Deep TMS (dTMS)

In the last half century, treatment options in the field of psychiatry have increased exponentially with new developments and technologies. A new class of pharmacological drugs was developed, electroconvulsive therapy (ECT) protocols were optimized, and brain stimulation techniques were invented. Most importantly, many Psychiatric symptoms now have identifiable functional changes in specific regions and circuits in the brain. Methods such as MRI, fMRI, positron emission tomography (PET) have linked certain disorders and symptoms with certain diseases and loss of function in brain regions.

This allowed techniques such as deep brain stimulation (DBS) or transcranial magnetic stimulation (TMS-TMU) to target specific networks.

Targeting brain regions affected in a particular mental disorder has become easy. One condition for which significant progress has been made is major depressive disorder (MDD). MDD is a common disease and its lifetime prevalence is 17%.

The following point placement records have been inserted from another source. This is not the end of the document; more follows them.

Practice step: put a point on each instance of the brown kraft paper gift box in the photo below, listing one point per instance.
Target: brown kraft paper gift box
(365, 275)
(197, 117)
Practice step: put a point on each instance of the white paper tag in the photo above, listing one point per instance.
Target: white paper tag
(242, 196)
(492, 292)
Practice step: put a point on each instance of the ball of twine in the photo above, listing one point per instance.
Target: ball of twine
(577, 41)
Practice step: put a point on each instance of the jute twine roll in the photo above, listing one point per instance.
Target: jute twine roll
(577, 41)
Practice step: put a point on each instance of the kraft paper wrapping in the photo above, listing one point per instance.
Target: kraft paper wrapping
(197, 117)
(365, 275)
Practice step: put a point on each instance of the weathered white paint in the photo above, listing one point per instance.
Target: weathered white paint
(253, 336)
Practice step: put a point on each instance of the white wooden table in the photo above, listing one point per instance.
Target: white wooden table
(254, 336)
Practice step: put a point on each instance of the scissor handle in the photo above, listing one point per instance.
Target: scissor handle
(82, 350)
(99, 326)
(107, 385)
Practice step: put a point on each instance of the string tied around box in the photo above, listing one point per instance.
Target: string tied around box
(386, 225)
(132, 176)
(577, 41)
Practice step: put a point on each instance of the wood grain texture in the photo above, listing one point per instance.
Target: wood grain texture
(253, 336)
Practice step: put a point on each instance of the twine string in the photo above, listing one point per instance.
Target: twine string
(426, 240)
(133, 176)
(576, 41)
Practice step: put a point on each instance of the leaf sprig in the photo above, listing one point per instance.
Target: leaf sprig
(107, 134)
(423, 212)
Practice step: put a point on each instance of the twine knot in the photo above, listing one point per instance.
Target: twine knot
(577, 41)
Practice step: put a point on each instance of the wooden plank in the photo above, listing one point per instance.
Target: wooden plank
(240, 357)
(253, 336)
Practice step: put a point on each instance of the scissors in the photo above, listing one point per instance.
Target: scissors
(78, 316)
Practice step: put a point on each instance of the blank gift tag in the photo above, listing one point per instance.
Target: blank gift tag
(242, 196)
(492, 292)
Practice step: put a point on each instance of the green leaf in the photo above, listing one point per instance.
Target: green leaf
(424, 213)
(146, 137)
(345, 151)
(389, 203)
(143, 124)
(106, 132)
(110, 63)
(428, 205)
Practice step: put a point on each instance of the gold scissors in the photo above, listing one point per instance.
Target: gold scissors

It is the second leading cause of disability according to World Health. Patients diagnosed with MDD have irregularities in various brain regions, including hypometabolism in regions such as the dorsolateral prefrontal cortex (DLPFC), and abnormal overactivity in the cingulate cortex (ACC) and amygdala, basal ganglia, and thalamus activity. Despite the availability of psychotherapy and more than four classes and 30 different pharmacological agents, the majority (32-52%) of MDD is still considered resistant to treatment. These results necessitate new strategies for the treatment of this disorder. Among the available treatments, stimulation technologies, ECT, are still the most widely accepted. ECT (Electro Convulsive Therapy) is an effective method with a remission rate of over 70%. However, inpatient treatment, which is associated with procedures and side effects, is applied as a last option because it requires anesthesia.

It is the most stigmatized treatment available in psychiatry and a true 'last resort' and is only used for those who are severely resistant to drugs or TMS. (Deep Brain Stimulation) has also been shown to alleviate the depressive state. Conventional TMS, which is a noninvasive technique in drug-resistant MDD patients, does not have the above disadvantages. and moderate MDD. To address these limitations, deep TMS (dTMS) was introduced. dTMS includes all the benefits of TMS. There is no need for hospitalization or anesthesia and negligible side effects. There is less focal distribution of the electric field with the advantage of stimulating deeper brain targets. Similar to the traditional TMS technique, dTMS uses short magnetic pulses.

Generally, trains provide a facilitating effect, inducing increased neuronal excitability of transmitted pulses in high-frequency stimulation (>5 Hz). Thus, certain brain regions of hypo- or hyper-activity can be modulated. Conversely, however, conventional TMS coils (eg 8 or round) stimulate targets directly up to ~1 cm below the surface of the Skull, dTMS can simulate up to ~4 cm below the skull surface. This increased stimulation depth is achieved due to multiple coils. These coils in the H-coil are bundled together and improve the depth penetration of the electromagnetic field without the need to increase it. Although deep stimulation can also be performed with a large circular coil or a dual cone coil, their electromagnetic field decays faster and much higher intensities must be used to achieve significantly deep targets.

dTMS in the Clinic

In the United States, dTMS uses the H1-coil, and different types of dTMS are used. In Europe, dTMS using the H1-coil has started to be used for unipolar depression, bipolar depression, negative symptoms and post-traumatic treatment of schizophrenia, and OCD (Obsessive Compulsive Disorder) and post-traumatic stress disorder (PTSD). Several versions of H-coils are designed to target other brain networks.

It has started to be used in the treatment of Alzheimer's disease, chronic pain, smoking cessation, obsessive compulsive disorder (OCD), autism, Parkinson's disease, stroke rehabilitation and multiple sclerosis (MS).

Clinical Considerations

In the United States, the dTMS device is only available with a prescription from a doctor (usually a psychiatrist or a neurologist). Currently, approximately 90% of all TMS treatments are administered in the treatment form of dTMS.

Before administering dTMS to a patient, informed consent must be obtained from the patient or legal guardian. In addition to explaining the procedure in the process, there should be a description of the risks, benefits and alternatives. Among the risks and potential side effects of dTMS, headaches, facial pain, toothache, or neck pain can often occur during the procedure but can also occur between procedures. Patients with pre-existing epilepsy may be at risk of developing seizures. Despite these potential risks, it is among the safest treatment methods. The advantage of this method, which does not require outpatient anesthesia or hospitalization, over classical TMS is its capacity to regulate deteriorated structures in deep brain structures associated with diseases.